いつか、この行為が心地よく感じられる日が来るのだろうか。世の多くの女性がそうなるというのなら、是非ともそうなってほしい。
ルフトの表情を見れば、彼はとても気持ちよさそうだった。
シェリナにとっては快楽どころか苦痛でしかないけれども、いつかはなるのだろうか……。

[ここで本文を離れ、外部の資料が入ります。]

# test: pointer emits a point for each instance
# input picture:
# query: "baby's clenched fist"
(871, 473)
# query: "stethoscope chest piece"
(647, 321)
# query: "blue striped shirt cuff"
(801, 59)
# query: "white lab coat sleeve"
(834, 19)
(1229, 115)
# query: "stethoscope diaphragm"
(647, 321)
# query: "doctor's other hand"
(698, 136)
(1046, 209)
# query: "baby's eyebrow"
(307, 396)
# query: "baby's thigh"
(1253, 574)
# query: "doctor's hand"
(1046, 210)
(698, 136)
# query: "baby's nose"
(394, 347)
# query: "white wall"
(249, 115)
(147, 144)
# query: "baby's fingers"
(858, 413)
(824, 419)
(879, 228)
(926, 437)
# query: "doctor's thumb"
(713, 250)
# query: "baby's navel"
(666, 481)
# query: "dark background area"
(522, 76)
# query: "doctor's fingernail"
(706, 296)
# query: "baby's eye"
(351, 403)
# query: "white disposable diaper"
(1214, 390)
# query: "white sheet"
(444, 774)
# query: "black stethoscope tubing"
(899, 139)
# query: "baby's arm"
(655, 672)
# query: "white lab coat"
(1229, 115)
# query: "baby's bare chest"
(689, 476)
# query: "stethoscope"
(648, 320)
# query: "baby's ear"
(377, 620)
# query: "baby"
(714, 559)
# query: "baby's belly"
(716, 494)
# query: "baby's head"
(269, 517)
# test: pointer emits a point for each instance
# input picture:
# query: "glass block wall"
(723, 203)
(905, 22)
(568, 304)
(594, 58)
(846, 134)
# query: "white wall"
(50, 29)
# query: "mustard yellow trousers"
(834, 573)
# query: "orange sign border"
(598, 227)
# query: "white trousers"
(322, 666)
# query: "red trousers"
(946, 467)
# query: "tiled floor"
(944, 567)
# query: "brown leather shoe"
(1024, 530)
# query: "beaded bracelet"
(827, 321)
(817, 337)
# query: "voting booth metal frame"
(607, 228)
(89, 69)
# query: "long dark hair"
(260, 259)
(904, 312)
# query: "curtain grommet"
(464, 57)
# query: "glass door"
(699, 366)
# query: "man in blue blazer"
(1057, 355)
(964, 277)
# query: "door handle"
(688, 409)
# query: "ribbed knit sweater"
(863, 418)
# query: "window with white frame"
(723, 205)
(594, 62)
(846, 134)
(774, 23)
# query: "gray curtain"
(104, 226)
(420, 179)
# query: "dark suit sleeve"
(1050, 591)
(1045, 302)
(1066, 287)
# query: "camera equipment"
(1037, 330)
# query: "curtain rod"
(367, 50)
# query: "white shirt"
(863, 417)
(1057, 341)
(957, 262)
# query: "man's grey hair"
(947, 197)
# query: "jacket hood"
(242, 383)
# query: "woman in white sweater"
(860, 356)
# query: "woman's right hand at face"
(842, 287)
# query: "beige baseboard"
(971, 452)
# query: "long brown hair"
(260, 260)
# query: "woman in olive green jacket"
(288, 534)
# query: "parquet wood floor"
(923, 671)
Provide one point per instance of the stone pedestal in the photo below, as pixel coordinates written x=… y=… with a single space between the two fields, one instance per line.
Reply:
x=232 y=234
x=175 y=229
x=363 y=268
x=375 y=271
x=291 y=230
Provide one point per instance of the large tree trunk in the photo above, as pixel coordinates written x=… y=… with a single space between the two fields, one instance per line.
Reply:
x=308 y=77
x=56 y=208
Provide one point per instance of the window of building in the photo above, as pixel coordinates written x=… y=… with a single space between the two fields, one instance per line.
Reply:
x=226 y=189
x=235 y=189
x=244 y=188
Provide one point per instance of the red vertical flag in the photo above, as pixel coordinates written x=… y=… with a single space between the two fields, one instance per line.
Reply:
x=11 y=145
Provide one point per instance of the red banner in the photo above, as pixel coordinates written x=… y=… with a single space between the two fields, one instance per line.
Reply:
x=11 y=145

そんな物思いに沈んでいると、猛ったものが中で精を吐き出したのがわかった。
やっと終わるかと一瞬安堵したのも束の間、たわわに実った乳房を男の手が捏(こ)ねるように揉んでいく。
乱暴な手つきに、快感は遠いものでしかない。
自分で見ていても卑猥な光景だった。白い乳房が骨ばった男の手によっていいように変形し、肌の表面にほんのりと赤い痕を残し、それがまた新しい痕によって上書きされていく……。
「あ……あの」
「なんだ?」
「ルフト……さまが、また……」
体内で、萎えたものが再び質量を増していくのがわかる。
「ああ。姫さんがあんまり具合がいいものだから」
「具合……? 体の具合は良くないですが……」
「……訂正する。姫さんのここが俺にしがみついて離してくれないものだから」
ルフトが指先でちょんといまだ雄が収まったままの部分をつついたので、それがどこのことかシェリナにもわかった。
「そんなこと……!」
「そうか? お姫さんの口は、俺をまだまだ離したくないってさ」
ルフトが少し体を離す。体内に突き刺さった剣がすこし引かれ、シェリナは内側で響いた痛みに顔をしかめた。彼女の蜜壺はいまだ狭く、動きには痛みが伴う。
「姫さん、もう少し足を広げな。ん、それでいい」
言われるがまま足を広げると、ルフトは胸を弄っていた手を下にさげ、胴体にうっすら浮かび上がる肋骨を指の腹でなぞった。
肋骨の上に薄くのった皮膚。そこをなぞられて、シェリナ自身思ってもみない声が出た。